Bir zaman Bağdat’da fiyatlar çok yükselmişti. Hayat pahalılığı çekilmez bir hâl aldı. Biri gelerek; “Ey Behlül! Müslümanların ve bütün insanların hatta hayvanların hali için dua etmez misin?" dedi. O şöyle cevap verdi: “Yemin ederim ki, ben bu işe karışmam. Eğer bir buğday tanesi bir dinar olsa, bize emrettiği gibi Hakk’a ibadet etsek, O bize vaat ettiği gibi rızkımızı verir.”
Sonra ellerini birbirine vurarak; “Ey dünyayı ve süslerini toplayan, gözleri uykudan lezzet almayan kimse, nefsinle uğraşıp ahrete bir tedarik yapmadın, kıyamet gününde ne cevap vereceksin?” dedi.
Abdullah bin Mihran anlatıyor: Hârûn Reşîd hacca gitti. Dönüşünde bir müddet Kûfe'de istirahat etti. Sonra yola çıkacağı zaman herkes kendisini yolcu etmek için sokağa döküldü. Behlül de çıkmıştı. Çocuklar onunla oynayıp eğleniyorlardı. Tam o sırada Hârûn’un develer üzerinde muhteşem kâfilesi gözüktü. Çocuklar da Behlül’ü bırakıp onun seyrine koyuldular. Tam Hârûn’un geldiği sırada Behlül yüksek sesle:
“Ey Hârûn!” diye seslendi. Hârûn, perdeyi kaldırarak: “Buyur Behlül, ne istiyorsun?” dedi. Behlül:
"Ey Müminlerin Emîri! Eymen bin Nâil, Kudame bin Abdülâmir’den bize şöyle haber verdi ve dedi ki: “Ben Resûl-i ekremi Arafat’tan dönüşte görmüştüm.
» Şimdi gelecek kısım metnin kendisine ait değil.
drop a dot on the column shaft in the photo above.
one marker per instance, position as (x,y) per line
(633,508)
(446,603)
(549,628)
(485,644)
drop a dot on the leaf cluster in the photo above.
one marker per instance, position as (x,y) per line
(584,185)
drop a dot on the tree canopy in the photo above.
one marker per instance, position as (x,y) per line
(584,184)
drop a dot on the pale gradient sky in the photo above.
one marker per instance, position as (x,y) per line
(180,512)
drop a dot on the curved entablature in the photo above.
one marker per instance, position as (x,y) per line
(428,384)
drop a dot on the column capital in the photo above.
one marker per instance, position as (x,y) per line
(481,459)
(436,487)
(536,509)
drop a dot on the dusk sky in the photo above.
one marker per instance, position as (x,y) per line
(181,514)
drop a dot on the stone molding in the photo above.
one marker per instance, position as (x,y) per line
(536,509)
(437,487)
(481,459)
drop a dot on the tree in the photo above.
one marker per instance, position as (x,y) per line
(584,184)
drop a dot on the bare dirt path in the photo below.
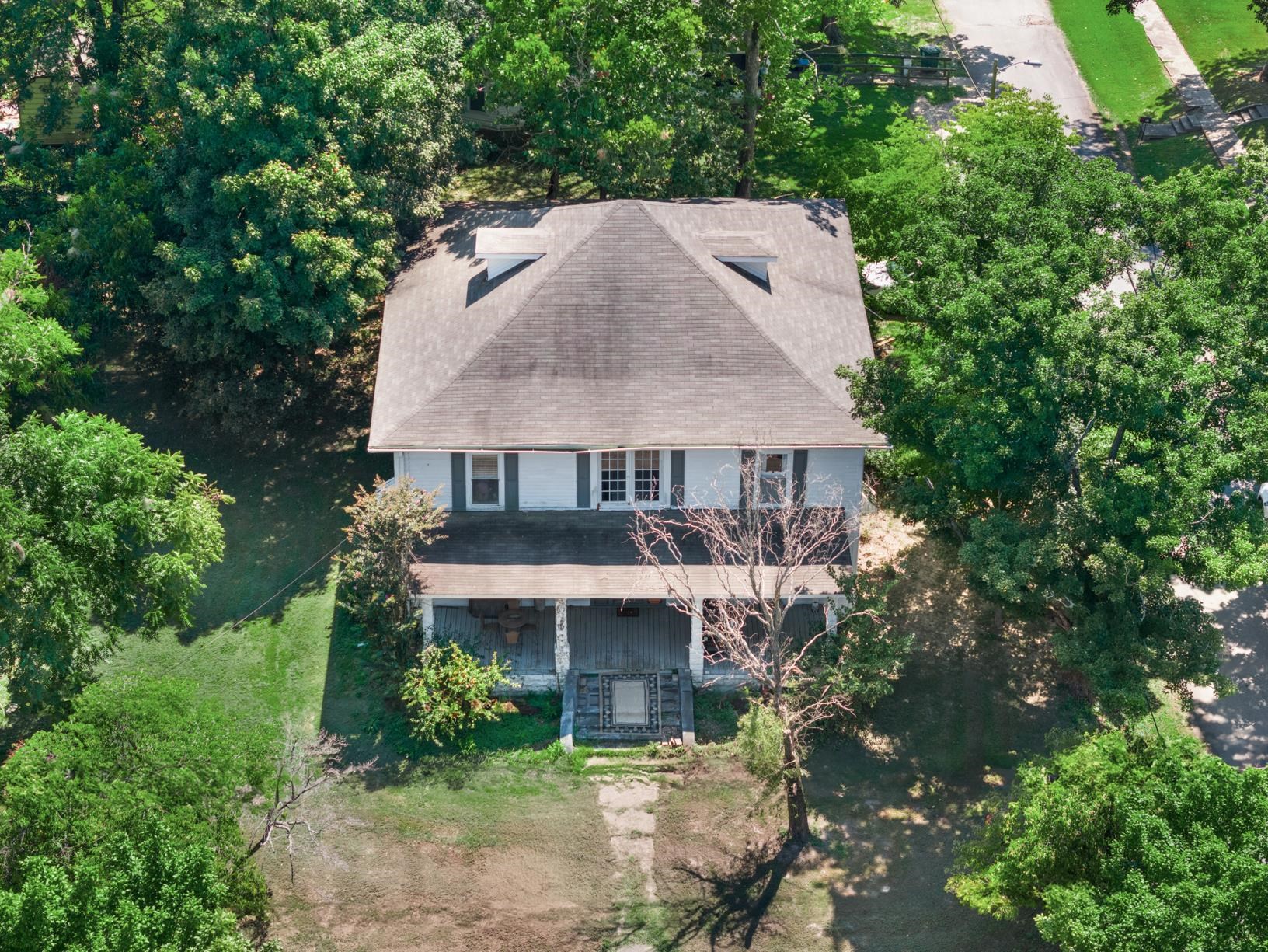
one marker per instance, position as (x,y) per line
(1235,728)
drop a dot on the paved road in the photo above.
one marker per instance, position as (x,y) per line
(1031,51)
(1237,727)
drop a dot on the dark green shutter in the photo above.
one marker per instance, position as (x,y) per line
(582,481)
(511,468)
(799,459)
(458,463)
(747,472)
(678,477)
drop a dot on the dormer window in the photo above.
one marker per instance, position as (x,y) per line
(748,251)
(503,249)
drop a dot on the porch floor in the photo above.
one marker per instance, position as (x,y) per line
(599,639)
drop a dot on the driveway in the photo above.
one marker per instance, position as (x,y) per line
(1237,727)
(1031,51)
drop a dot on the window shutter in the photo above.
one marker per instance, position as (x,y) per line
(747,472)
(582,481)
(678,477)
(458,464)
(511,463)
(799,460)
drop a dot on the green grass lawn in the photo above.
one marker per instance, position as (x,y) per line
(1116,60)
(899,30)
(1162,159)
(1228,44)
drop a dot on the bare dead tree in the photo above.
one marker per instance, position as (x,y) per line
(306,765)
(766,556)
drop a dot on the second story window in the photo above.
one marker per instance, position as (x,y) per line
(772,478)
(486,479)
(629,478)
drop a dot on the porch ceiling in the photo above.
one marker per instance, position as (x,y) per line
(580,554)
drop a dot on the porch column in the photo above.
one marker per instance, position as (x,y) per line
(562,660)
(427,618)
(834,610)
(696,649)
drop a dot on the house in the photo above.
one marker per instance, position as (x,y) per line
(551,369)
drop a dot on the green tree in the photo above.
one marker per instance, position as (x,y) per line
(305,134)
(98,532)
(448,691)
(1127,845)
(140,890)
(134,755)
(774,104)
(33,343)
(389,529)
(1077,446)
(611,89)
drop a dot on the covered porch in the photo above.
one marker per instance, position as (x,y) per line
(608,636)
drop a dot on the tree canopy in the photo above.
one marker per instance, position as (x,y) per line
(138,758)
(1129,845)
(98,532)
(1081,445)
(249,174)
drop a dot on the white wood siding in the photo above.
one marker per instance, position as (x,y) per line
(427,470)
(548,481)
(710,478)
(831,474)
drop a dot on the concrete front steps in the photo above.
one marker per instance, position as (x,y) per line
(587,709)
(1250,113)
(1187,124)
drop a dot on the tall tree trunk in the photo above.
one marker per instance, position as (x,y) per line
(799,815)
(752,100)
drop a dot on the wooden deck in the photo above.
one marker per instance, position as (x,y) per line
(599,639)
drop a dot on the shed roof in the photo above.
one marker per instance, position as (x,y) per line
(627,333)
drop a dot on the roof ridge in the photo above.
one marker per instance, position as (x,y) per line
(744,313)
(493,337)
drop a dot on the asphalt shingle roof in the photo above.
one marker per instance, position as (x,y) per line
(627,333)
(580,554)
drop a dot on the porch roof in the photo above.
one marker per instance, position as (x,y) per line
(582,554)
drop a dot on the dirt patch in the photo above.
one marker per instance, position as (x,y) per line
(627,804)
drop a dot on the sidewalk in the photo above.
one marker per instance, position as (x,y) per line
(1216,124)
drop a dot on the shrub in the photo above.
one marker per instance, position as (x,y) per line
(448,691)
(389,526)
(761,742)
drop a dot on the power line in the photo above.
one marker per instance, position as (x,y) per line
(955,46)
(236,624)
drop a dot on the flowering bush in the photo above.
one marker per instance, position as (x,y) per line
(448,691)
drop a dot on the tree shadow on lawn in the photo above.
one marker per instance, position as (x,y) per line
(289,493)
(1234,78)
(894,801)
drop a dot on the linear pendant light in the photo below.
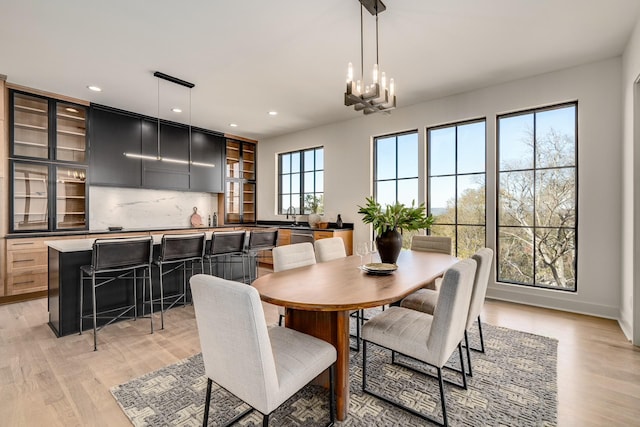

Kızıl bir deveye binmişti. Yanında kimse dövülmediği gibi, kimse de kovulmazdı. “Yol verin, yol verin!” diyen münâdileri de yoktu. Sen de bu usule riayet eyle. Bilmiş ol ki; tevazu ile yolculuk etmen, kibir ile seyahatinden hayırlıdır.”